Federal support for the games in Atlanta began under President Bush and it continues today. Congress has provided bipartisan support for our involvement and our expenditures, and we certainly commend the Georgia congressional delegation for its leadership.
In 1993 President Clinton created the White House Task Force on the Olympic and Paralympic Games and our charter has been to coordinate all federal activities and to ensure the efficient allocation of public resources. Vice President Gore is the Chairman of that task force, and it has been my honor to serve as Vice Chairman.
The Vice President has been a strong and effective leader on this endeavor as he has so many others, and because of his efforts and this task force we believe the federal government is organized, coordinate and ably providing our partners in Georgia with the support that is needed.
With those opening comments made, I'll now turn the podium over to the Vice President.
THE VICE PRESIDENT: Thank you very much, Mack. I appreciate the kind words and the opportunity to work with you.
I want to thank all of my colleagues who have worked so closely with Mack and me on this Olympic Task Force. I particularly want to acknowledge those up here on the dais with me -- Jamie Gorelick, Deputy Attorney General Mort Downey, Deputy Secretary of Transportation General John Tilelli and Major General Bob Hicks.
Mack McLarty just told you about our task force on the Olympic Games and the Paralympic Games. Now I would like to briefly tell you what we have been doing and why we have been doing it.
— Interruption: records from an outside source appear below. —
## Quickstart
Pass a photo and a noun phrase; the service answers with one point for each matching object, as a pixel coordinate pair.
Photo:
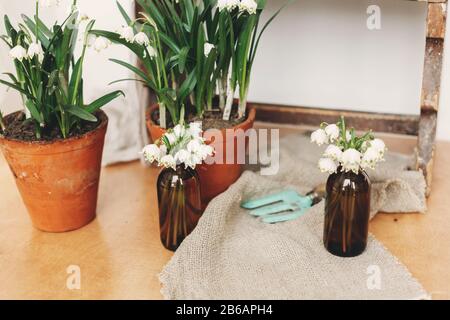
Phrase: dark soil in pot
(17, 127)
(212, 119)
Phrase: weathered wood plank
(436, 20)
(392, 123)
(431, 85)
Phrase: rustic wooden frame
(423, 126)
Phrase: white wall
(320, 53)
(316, 53)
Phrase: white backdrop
(316, 53)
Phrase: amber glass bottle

I know that many of you are following the Olympic Torch Relay. Today, incidentally, it's being carried across the plains of Nebraska by horseback on the very same trails that the Pony Express rode a century ago. That torch will continue to travel our country and our country's history. Before it reaches Olympic Stadium, a lot of people have to do their part.
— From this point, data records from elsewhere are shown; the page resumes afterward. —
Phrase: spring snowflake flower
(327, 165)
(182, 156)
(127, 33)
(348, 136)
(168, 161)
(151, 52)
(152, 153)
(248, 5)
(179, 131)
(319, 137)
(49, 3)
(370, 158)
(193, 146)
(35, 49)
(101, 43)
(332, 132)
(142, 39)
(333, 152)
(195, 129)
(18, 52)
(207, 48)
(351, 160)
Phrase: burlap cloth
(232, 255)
That's a lot like the gigantic task of putting on the Olympic Games -- to make the most of these games in terms of a successful Centennial Olympic Games for our nation to host for the world. And we have every reason to believe they are going to be the most successful games ever. For all that to happen, everyone has to do their part. When their turn comes, they have to grab the baton and run hard, so to speak.
Well, the Atlanta Committee on the Olympic Games is doing its part. The state of Georgia is doing its part. The city of Atlanta is doing its part. The Federal Government must do its part, too. President Clinton and the entire administration are honored that the United States has the opportunity to host the Olympic and Paralympic Games this summer.
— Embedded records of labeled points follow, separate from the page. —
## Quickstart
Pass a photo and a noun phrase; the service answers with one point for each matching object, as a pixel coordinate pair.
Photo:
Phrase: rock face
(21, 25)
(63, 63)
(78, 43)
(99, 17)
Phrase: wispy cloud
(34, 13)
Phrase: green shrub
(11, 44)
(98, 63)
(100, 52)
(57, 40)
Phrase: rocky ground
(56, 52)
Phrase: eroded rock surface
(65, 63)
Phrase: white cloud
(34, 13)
But we also know that, along with opportunity, comes responsibility. We have an obligation to the American people and to the entire world to help put on games that meet the Olympic standard of excellence. These aren't only Atlanta's games, they are America's games. And because they are America's games, America's government must run the leg that only it can, specifically in the areas of security, the processing of international visitors, and transportation.
Twenty-four hours a day during the games, someone has to help the local authorities to keep people safe, whether those people are heads of state from foreign lands -- and a lot of them are going to be attending -- or ordinary families who are coming for the trip of a lifetime to witness the Olympic Games. And someone has to help patrol the streets, gather intelligence, check cars, trucks and packages for explosives, and take the lead on counterterrorism. Only federal law enforcement agencies, teamed up with the Department of Defense, have that kind of muscle and the tens of thousands of people to take on that responsibility.
Over the four weeks that the Olympic and Paralympic Games take place, someone needs to process the visas of 40,000 members of the Olympic family -- that is the athletes, trainers, coaches, referees, journalists, all arriving in Atlanta from 197 countries. That is, incidentally, 12 more than belong to the United Nations. Only the State Department and the INS have the know-how to take on that particular responsibility.
As Mack said, there will be over 10,000 athletes and 2 million visitors at the games. To make sure that they get from venue to venue, someone has to help create and maintain what will be the second largest transit system in the nation this summer. Only the Department of Transportation has the resources to take on that responsibility.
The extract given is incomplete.